Photo credit: Iowa State University. (1909). 1909 Bomb (p. 92). Retrieved from https://digitalcollections.lib.iastate.edu/islandora/object/isu%3ATheBomb_49215

Ancestry.com. (2010a).  New York, U.S., arriving passenger and crew lists (including Castle Garden and Ellis Island), 1820-1957 [database on-line]. Ancestry.com Operations.

Ancestry.com. (2010b) List or manifest of alien passengers for the United States immigration officer at port of arrival. [database on-line]. Ancestry.com Operations.

Buys fine stock. (1919, May 27). The Mt Sterling advocate. p. 5. 

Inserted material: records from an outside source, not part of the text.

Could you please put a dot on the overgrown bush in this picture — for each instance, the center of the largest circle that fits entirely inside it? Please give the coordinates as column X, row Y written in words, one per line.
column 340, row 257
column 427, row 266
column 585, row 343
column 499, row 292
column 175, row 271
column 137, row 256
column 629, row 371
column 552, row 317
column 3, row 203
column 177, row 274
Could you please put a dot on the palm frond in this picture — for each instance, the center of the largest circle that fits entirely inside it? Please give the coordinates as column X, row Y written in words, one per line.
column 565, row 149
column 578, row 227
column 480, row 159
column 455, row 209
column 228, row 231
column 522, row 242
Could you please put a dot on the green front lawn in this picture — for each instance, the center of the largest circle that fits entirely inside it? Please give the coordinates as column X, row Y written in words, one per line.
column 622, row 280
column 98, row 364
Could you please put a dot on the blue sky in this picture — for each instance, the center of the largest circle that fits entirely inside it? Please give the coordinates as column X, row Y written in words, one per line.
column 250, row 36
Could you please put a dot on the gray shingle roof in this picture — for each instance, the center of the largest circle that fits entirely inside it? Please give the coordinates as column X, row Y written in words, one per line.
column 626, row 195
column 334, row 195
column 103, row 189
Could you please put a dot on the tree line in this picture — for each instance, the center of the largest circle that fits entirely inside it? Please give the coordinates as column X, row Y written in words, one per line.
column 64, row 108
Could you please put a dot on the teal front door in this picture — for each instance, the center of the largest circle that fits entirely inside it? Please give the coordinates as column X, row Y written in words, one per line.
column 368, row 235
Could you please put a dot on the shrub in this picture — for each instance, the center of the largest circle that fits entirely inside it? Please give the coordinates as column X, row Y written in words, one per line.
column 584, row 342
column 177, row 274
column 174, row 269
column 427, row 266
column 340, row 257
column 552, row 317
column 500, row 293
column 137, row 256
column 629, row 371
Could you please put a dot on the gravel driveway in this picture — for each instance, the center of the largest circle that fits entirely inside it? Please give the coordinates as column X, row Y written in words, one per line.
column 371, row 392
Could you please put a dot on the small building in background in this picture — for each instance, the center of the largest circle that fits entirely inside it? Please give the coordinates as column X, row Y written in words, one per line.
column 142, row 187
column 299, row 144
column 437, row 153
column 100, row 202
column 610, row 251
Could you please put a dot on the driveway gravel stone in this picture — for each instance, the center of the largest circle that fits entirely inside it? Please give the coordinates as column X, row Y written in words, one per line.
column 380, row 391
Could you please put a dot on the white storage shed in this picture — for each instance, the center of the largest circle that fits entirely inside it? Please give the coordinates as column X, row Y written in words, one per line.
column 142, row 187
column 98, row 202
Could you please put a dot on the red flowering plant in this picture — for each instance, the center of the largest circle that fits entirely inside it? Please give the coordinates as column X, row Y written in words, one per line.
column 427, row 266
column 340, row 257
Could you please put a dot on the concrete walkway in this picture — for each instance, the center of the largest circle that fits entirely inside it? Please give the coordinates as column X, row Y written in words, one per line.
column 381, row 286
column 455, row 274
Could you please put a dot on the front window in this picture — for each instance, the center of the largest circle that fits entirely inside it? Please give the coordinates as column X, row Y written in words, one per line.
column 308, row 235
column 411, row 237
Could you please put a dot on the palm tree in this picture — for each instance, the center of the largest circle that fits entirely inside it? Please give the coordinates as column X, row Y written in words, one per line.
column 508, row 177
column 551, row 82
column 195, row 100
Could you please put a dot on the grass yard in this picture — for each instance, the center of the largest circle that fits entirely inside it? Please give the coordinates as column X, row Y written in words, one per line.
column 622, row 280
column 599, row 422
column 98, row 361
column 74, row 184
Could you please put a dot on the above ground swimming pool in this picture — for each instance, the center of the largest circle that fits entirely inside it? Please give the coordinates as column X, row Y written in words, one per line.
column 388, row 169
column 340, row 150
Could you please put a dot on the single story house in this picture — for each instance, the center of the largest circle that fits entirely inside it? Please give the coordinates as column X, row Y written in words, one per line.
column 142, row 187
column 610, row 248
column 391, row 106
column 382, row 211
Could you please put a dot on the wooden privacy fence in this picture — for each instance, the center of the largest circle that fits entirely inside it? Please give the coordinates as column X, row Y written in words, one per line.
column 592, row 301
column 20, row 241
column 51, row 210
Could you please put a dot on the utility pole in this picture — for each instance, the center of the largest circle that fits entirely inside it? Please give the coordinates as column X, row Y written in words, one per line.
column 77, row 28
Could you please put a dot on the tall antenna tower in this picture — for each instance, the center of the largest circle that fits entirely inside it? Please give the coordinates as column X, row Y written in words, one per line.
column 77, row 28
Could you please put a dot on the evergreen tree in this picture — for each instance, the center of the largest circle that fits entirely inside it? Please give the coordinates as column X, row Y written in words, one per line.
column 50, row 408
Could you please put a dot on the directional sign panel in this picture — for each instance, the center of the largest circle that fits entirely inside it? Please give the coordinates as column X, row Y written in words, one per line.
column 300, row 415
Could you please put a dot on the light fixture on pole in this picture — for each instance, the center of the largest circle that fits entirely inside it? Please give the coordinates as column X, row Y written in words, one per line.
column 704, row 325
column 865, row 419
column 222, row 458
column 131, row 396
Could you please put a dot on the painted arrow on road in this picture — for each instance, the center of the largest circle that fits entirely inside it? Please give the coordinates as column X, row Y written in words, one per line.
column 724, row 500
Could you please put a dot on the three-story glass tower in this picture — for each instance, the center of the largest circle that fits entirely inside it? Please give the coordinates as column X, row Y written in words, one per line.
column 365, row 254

Famous Old Pastorella bought by R. T. Wilson, Jr.–other good sales of thoroughbreds in Bluegrass. (1916, Oct. 8). Lexington leader. p. 9

Franklin, C.B., compiler. (1924). The Trinidad and Tobago year book. Franklin’s Electric Printery.

Lexington herald-leader. (1917, Jan. 21). Lexington, Kentucky. p. 9.

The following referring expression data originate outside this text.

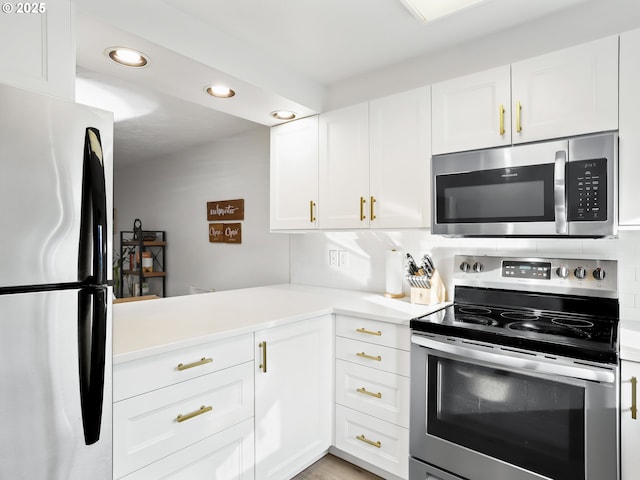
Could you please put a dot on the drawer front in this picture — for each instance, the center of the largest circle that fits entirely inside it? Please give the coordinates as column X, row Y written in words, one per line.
column 376, row 356
column 157, row 371
column 227, row 455
column 374, row 331
column 149, row 427
column 381, row 394
column 373, row 440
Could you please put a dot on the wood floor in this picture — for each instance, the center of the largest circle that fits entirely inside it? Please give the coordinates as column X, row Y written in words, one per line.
column 331, row 467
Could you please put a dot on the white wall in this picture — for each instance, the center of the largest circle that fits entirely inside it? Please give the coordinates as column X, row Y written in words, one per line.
column 367, row 249
column 171, row 194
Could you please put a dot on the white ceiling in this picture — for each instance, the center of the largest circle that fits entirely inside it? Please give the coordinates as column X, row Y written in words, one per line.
column 275, row 53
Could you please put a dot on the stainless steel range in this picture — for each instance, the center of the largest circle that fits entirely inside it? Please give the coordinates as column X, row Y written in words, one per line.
column 518, row 379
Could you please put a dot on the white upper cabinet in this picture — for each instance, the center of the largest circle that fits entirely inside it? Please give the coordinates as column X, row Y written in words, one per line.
column 294, row 175
column 400, row 155
column 629, row 153
column 39, row 54
column 472, row 112
column 344, row 168
column 568, row 92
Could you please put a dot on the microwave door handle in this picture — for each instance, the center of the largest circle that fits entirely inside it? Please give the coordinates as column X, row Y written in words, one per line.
column 559, row 193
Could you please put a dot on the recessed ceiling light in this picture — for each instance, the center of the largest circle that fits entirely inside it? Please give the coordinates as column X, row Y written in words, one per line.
column 127, row 56
column 283, row 115
column 220, row 91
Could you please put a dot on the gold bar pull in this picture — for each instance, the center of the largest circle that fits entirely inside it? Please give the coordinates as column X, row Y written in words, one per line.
column 263, row 365
column 364, row 439
column 634, row 406
column 202, row 361
column 181, row 418
column 312, row 217
column 377, row 358
column 364, row 330
column 362, row 215
column 367, row 392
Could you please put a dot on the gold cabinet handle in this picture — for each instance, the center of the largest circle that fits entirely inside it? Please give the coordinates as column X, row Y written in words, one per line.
column 364, row 439
column 312, row 217
column 370, row 332
column 181, row 418
column 377, row 358
column 202, row 361
column 364, row 391
column 263, row 365
column 634, row 406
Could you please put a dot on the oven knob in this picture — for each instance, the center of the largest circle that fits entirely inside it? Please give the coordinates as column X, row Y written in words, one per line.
column 599, row 274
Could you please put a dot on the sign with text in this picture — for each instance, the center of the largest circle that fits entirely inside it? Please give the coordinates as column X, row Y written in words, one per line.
column 222, row 210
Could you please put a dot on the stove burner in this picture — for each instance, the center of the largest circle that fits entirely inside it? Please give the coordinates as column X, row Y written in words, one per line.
column 519, row 316
column 572, row 322
column 550, row 328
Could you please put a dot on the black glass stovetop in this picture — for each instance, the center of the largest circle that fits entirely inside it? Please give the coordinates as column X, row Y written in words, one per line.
column 577, row 327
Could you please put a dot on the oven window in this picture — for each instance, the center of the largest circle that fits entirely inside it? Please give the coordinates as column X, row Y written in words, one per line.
column 518, row 194
column 533, row 423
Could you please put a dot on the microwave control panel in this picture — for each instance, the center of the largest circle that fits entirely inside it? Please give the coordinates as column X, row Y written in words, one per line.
column 587, row 184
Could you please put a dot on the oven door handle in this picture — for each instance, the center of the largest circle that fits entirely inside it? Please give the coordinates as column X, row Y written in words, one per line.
column 591, row 373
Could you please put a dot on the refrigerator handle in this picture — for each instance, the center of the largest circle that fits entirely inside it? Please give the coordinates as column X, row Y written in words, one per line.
column 92, row 258
column 92, row 338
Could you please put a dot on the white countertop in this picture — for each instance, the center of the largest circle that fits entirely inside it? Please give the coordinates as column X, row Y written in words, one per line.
column 154, row 326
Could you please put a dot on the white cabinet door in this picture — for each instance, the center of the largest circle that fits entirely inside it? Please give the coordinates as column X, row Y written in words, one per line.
column 38, row 54
column 294, row 175
column 344, row 168
column 629, row 153
column 400, row 156
column 630, row 427
column 568, row 92
column 293, row 388
column 472, row 112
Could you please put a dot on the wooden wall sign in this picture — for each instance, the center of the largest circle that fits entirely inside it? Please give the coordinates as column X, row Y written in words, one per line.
column 222, row 210
column 216, row 232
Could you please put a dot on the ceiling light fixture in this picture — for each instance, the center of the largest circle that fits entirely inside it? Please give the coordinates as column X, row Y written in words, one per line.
column 283, row 115
column 220, row 91
column 428, row 10
column 127, row 57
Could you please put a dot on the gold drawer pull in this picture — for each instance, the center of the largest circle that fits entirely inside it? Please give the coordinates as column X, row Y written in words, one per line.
column 202, row 361
column 377, row 358
column 364, row 330
column 364, row 439
column 181, row 418
column 367, row 392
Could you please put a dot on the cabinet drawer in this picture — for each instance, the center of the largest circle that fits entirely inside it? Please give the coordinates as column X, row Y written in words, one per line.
column 376, row 356
column 157, row 371
column 375, row 441
column 374, row 331
column 227, row 455
column 381, row 394
column 147, row 428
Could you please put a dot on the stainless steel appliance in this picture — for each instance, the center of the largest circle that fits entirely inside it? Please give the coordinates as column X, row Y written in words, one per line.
column 55, row 298
column 518, row 379
column 558, row 188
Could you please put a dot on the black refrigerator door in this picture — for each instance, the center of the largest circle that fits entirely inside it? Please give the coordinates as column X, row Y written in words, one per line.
column 92, row 257
column 92, row 338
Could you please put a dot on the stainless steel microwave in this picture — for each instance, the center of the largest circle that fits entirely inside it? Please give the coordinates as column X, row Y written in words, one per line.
column 558, row 188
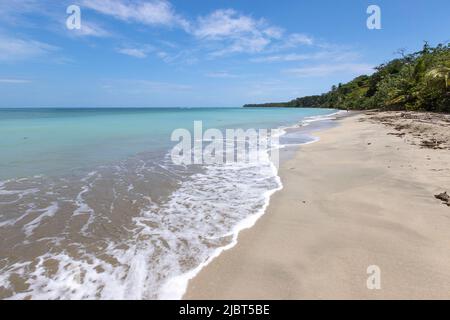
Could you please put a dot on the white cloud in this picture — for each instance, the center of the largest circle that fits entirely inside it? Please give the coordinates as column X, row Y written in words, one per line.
column 14, row 81
column 283, row 58
column 236, row 32
column 329, row 69
column 90, row 29
column 138, row 87
column 154, row 12
column 140, row 53
column 339, row 56
column 14, row 49
column 222, row 75
column 297, row 39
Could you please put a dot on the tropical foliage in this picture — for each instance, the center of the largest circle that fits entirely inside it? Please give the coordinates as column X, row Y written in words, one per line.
column 419, row 81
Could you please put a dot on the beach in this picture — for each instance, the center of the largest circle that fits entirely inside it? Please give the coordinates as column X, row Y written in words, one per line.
column 363, row 195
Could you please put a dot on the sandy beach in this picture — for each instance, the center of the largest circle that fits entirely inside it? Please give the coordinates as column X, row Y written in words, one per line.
column 363, row 195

Personal notes. (1915,  Jan. 16). Agricultural news: A fortnightly review of the Imperial Department of Agriculture for the West Indies, vol.14(332), p. 24. 

Voss, Natalie. (2022, Jul. 6). Kentucky farm time capsule: Before Hamburg Place was a shopping center. The back ring. Retrieved 17 February 2023. https://backring.paulickreport.com/kentucky-farm-time-capsule-before-hamburg-place-was-a-shopping-center/  

Parks, Perry C. (B.S.A., Agronomy, 1904; M.S., Agricultural Science, 1907)

Headshot of Perry Parks

Perry C. Parks earned his BS in Agronomy in 1904 at ISC and later went on to earn a MS in agricultural science in 1907. He worked as a farm superintendent at Tuskegee and was a member of the Executive Council from 1904-1907. Interestingly, in 1906, Booker T. Washington wrote to Parks, reprimanding him for the way he interacted with white citizens of his town, advising him to “cultivate a kindly disposition toward all with whom you come in contact” (Harlan, et al., 1980, pp. 35-6) Parks later went on to serve as a Professor of Agriculture at Clark University in Atlanta, Georgia from 1907-1909, Director of Agriculture at Alabama A&M from 1909-1920, and Head of the Department of Agricultural Extension for Alabama A&M.

  • Harlan, L. R., et al. (1980). Booker T. Washington papers volume 9: 1906-1908. Chicago: U of Illinois. pp. 35-6.